All of this makes it sound more and more like the crack is at least partially
the result of the excessive pressure created by the oversize tuning pins driven
through the plate bushings.  Probably exacerbated by an already existing
weakness in the plate casting and by the tuning pins being so close together
through that area.


> OTHER IDEAS/QUESTIONS YOU HAD FOR ME
> Converting to open face design would not totally eliminate the crack
> because it starts very near or at the pinblock flange.  Structural
> problems could arise because plate screw holes are into the tuning pin
> webbing a little, i.e. surrounded on three sides by tuning pins.  It would
> look funny to have only the mid range open face  Open Face clearly
> wouldn't work in the bass as plate screws are in webbing with and none on
> plate braces.

OK.  It was just a thought.


> Yes this both challenges and scares me.  Replacing pinblocks is not new
> for me but rebuilding with a plate crack is.  Never replaced a
> soundboard, don't have the knowledge, skills, or tools and am unlikely
> to invest for just that, since my calling is more and more away from
> rebuilding.  The pinblock and new strings I can do for a few hundred
> dollars.  Replacing the board and action,  well --big bucks.  At least
> the action could be done later.  If I were rich, I'd just send you the
> piano and say "go be creative!" and give you a blank check but I don't
> have tens of thousands.
>
> However something should be done about tuning pins so loose that looking
> at them makes them jump down a fifth.

With any project like this if you expect to be able bill for every hour that you
put into it you're bound to end up very frustrated and disappointed.  I would
suggest that you view it as a learning experience.  Fortunately, it's your own
piano.  I would never recommend that you do this type of job on a customers
piano.  At least not without the direct guidance of a more experienced
rebuilder/remanufacturer to guide you.  And to help pick up the pieces.  (Yes,
you should be prepared to pay him/her for the time.)  And, yes.  There are a few
projects of this type in my own deep, dark past.

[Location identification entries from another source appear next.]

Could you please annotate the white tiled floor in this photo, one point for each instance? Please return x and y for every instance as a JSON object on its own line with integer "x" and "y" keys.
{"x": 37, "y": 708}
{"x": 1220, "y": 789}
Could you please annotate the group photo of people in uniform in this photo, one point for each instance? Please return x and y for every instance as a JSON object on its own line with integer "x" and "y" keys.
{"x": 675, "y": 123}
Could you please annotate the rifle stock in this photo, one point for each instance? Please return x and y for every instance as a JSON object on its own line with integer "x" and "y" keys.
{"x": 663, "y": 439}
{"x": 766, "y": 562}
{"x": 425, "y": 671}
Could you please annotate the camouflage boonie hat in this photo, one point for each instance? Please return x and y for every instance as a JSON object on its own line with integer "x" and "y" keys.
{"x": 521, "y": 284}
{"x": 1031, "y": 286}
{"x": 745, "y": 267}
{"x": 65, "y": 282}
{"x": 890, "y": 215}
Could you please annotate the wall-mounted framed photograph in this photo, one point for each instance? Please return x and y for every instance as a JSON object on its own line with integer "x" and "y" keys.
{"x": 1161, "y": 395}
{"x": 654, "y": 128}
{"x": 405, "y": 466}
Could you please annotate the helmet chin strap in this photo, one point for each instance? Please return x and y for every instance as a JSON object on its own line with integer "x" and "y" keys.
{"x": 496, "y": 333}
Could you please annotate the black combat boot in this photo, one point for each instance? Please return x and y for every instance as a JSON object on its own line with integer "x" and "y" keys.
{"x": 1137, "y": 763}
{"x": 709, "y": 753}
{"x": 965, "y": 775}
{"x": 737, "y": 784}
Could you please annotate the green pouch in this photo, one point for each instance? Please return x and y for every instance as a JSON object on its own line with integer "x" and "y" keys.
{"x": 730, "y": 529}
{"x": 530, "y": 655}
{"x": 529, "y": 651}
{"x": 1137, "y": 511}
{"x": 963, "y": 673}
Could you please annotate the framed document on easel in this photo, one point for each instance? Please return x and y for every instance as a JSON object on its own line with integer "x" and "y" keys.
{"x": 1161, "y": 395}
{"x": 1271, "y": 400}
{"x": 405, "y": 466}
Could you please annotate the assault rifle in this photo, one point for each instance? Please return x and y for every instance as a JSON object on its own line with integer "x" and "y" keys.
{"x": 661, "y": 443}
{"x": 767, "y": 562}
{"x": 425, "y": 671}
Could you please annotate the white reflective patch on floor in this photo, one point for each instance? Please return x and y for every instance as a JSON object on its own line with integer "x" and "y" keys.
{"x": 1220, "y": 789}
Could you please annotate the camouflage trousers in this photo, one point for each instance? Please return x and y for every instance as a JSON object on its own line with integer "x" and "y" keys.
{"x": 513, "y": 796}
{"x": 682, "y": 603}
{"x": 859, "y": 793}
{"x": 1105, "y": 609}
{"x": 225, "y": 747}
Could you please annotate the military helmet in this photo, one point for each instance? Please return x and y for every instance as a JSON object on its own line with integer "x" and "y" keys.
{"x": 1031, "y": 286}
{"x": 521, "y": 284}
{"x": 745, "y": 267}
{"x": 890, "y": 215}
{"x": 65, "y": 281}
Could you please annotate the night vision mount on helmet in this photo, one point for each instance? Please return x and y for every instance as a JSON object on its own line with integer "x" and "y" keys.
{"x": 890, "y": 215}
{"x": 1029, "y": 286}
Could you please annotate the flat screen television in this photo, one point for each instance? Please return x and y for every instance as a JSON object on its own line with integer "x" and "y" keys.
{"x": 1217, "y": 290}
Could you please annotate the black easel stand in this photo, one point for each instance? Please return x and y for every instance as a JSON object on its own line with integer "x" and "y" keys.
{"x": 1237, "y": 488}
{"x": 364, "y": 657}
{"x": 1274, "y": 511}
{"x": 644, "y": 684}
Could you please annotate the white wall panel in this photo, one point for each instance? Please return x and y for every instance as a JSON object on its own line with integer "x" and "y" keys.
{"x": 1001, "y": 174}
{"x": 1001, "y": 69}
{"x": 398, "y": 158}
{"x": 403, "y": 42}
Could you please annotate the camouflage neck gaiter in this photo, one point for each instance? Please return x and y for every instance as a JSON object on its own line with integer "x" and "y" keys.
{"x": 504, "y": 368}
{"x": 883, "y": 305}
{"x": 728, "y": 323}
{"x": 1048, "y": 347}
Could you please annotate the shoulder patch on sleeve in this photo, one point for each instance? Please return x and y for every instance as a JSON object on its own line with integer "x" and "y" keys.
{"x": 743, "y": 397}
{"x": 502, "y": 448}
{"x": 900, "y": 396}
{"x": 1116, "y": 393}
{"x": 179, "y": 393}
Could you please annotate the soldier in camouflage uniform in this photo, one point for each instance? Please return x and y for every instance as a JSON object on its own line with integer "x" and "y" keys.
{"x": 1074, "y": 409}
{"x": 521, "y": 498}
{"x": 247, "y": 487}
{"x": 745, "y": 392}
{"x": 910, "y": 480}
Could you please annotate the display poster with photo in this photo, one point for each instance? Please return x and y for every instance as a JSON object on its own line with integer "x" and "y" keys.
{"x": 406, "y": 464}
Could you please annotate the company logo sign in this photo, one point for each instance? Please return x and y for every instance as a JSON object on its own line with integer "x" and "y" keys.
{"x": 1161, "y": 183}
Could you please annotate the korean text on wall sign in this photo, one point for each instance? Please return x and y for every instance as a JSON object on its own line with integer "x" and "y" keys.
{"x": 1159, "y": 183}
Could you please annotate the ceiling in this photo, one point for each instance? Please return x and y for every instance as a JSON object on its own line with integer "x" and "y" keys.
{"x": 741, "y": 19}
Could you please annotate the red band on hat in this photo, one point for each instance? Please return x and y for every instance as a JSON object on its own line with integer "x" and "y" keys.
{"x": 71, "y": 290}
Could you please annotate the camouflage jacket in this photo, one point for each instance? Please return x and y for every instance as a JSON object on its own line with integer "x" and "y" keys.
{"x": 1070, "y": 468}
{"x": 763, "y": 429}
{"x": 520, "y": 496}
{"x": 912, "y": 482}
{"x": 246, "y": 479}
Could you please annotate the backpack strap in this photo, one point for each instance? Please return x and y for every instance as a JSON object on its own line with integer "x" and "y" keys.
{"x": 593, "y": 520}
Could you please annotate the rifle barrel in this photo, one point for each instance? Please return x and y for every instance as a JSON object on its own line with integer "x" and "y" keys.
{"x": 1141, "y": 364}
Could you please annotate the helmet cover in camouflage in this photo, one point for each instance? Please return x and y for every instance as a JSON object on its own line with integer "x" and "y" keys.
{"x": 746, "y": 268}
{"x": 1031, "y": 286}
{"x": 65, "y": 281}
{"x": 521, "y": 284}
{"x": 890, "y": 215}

I agree with your game plan.  In your present circumstance you should
concentrate on the pinblock and plate problem -- well, I'd probably advise my
client to replace the undoubtedly obsolete damper tray as well.  Leave the
action for later.  When the time comes it shouldn't be all that difficult to
design an new keyset and keyframe for the piano.  (Rick Wheeler in Portland,
Oregon is experienced at making new key and keyframe sets from drawings.)  For
now, just worry about the plate and block.